Der frühere UN-Generalsekretär Kofi Annan hatte als Sondergesandte der Arabischen Liga und der Vereinten Nationen am Wochenende mit Präsident Assad über ein Ende der Gewalt verhandelt. Zunächst hatte es keine Ergebnisse gegeben. Nun meldet der syrische Botschafter in Moskau, Riad Chadad, Damaskus stimme einem von Russland und der Arabischen Liga erstellten Friedensplan zu, den Annan in Damaskus überreicht hatte. Der Vorschlag sieht unter anderem ein Ende der Gewalt auf beiden Seiten vor und lässt humanitäre Hilfe zu. Die Einmischung Dritter in den Konflikt schließt der Vorschlag aus. Die UN-Vetomacht Russland ist einer der wichtigsten Partner Syriens und hat bislang zwei Resolutionen im Weltsicherheitsrat gegen Assads Regime verhindert. Am Montag kündigte Moskau an, knapp 80 Tonnen Hilfsgüter wie Zelte und Kindernahrung nach Damaskus zu fliegen.

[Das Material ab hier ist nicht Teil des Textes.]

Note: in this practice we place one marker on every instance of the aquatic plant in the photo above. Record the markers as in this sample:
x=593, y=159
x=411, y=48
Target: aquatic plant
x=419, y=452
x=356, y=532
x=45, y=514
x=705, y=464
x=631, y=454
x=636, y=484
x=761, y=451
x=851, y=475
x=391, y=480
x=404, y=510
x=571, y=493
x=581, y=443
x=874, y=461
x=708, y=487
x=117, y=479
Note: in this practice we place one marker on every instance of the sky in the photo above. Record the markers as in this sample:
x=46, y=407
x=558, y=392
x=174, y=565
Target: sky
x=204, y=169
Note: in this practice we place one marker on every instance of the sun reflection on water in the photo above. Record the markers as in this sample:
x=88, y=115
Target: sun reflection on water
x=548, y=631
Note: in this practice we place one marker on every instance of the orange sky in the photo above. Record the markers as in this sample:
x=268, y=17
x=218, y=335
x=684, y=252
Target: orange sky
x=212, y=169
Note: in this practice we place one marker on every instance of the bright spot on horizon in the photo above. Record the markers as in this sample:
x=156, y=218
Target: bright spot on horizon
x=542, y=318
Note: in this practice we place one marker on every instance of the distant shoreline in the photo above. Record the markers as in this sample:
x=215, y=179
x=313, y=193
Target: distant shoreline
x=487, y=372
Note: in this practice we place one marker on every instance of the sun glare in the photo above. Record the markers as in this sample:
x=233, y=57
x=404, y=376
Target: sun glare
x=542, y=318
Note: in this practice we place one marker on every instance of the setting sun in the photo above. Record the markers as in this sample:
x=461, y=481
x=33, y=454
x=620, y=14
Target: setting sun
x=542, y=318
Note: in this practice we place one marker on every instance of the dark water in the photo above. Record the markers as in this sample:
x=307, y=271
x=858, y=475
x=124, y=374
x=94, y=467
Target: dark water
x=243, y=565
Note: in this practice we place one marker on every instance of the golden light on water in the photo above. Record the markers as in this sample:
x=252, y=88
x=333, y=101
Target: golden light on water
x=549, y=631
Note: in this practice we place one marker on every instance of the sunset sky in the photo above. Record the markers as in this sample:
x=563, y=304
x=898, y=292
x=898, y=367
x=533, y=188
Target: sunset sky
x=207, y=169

Inzwischen verkündete der syrische Botschafter in Moskau, das Regime werde den Kampf gegen die bewaffneten Gruppen "bis zum Endsieg“ fortsetzen. Die Gewalt hört nicht auf: Um neun Uhr morgens explodierte am Montag eine Autobombe vor einer Mädchenschule in der syrischen Stadt Deraa, wie ein Vertreter der Opposition der Nachrichtenagentur Reuters meldete. Ein Mädchen wurde getötet, 25 weitere Menschen wurden verletzt. Zuvor hätten die Schülerinnen wiederholt gegen Präsident Baschar al-Assad demonstriert. Weitere 24 Zivilisten sollen nach Angaben der Opposition getötet worden sein, als sie versuchten, die Stadt Idlib zu verlassen.